S'ils ne rendaient pas visite plus souvent, quelqu'un d'autre pourrait leur ravir cette excellente mission, et ils le regretteraient.
Les deux belles-filles approuvèrent également de tout cœur. Après tout, leurs familles maternelles avaient aussi tiré des revenus de cette affaire.
Gu Kaiyuan portait l'enfant tandis qu'il se promenait dans la cour. Il avait terminé l'inspection de la résidence intérieure. La serre agricole répondait désormais pleinement à la demande en légumes des membres de la famille.
Lorsqu'il avait vu tant de légumes, il avait aussi songé à en emporter à la ville de comté pour les vendre. Mais après avoir réfléchi à la situation compliquée qui y régnait, il avait abandonné l'idée.
« Bonne année ! »
Ils avaient laissé le portail principal entrouvert dès le matin. Après tout, c'était le Nouvel An, et il fallait accueillir les bénédictions et recevoir la fortune.

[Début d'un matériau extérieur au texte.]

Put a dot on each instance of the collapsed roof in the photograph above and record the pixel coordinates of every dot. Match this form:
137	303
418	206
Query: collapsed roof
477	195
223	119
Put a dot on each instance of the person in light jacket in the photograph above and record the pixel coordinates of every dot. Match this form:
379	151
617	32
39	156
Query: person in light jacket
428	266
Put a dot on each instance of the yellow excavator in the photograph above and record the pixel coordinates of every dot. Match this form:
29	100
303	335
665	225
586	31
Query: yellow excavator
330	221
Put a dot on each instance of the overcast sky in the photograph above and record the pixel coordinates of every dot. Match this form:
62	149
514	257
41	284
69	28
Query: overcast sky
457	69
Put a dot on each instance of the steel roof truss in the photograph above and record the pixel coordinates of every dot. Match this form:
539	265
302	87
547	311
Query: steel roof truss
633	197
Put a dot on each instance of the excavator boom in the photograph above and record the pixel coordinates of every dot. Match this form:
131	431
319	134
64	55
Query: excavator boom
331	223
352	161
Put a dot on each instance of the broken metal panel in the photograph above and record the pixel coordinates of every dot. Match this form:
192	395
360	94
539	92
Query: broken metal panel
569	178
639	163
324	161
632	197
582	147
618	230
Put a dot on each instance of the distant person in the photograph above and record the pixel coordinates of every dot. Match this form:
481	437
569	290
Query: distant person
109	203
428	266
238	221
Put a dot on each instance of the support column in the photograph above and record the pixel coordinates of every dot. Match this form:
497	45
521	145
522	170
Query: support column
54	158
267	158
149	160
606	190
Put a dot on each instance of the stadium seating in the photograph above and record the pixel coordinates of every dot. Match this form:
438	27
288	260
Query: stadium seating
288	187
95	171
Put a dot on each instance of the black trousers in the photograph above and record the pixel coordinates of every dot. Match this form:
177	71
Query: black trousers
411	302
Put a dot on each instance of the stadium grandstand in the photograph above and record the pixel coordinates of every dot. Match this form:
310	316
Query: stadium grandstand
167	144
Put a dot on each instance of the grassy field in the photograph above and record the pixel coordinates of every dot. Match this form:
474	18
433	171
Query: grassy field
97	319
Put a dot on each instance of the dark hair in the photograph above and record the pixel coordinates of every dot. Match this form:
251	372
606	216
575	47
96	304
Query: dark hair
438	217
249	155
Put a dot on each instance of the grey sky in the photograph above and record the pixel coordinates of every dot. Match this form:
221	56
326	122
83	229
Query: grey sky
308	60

Lorsqu'il aperçut les visiteurs, Li Dazhuang se hâta de joindre les mains en salut. « Épouse du chef de village, bonne année ! »
« Je suis venue souhaiter une bonne année au Maître et à la Maîtresse. » Tian Cuifen se tenait devant le portail avec ses deux fils et ses belles-filles. Les familles aisées avaient beaucoup de règles ; malgré leurs rencontres précédentes, elle restait attentive à ses manières.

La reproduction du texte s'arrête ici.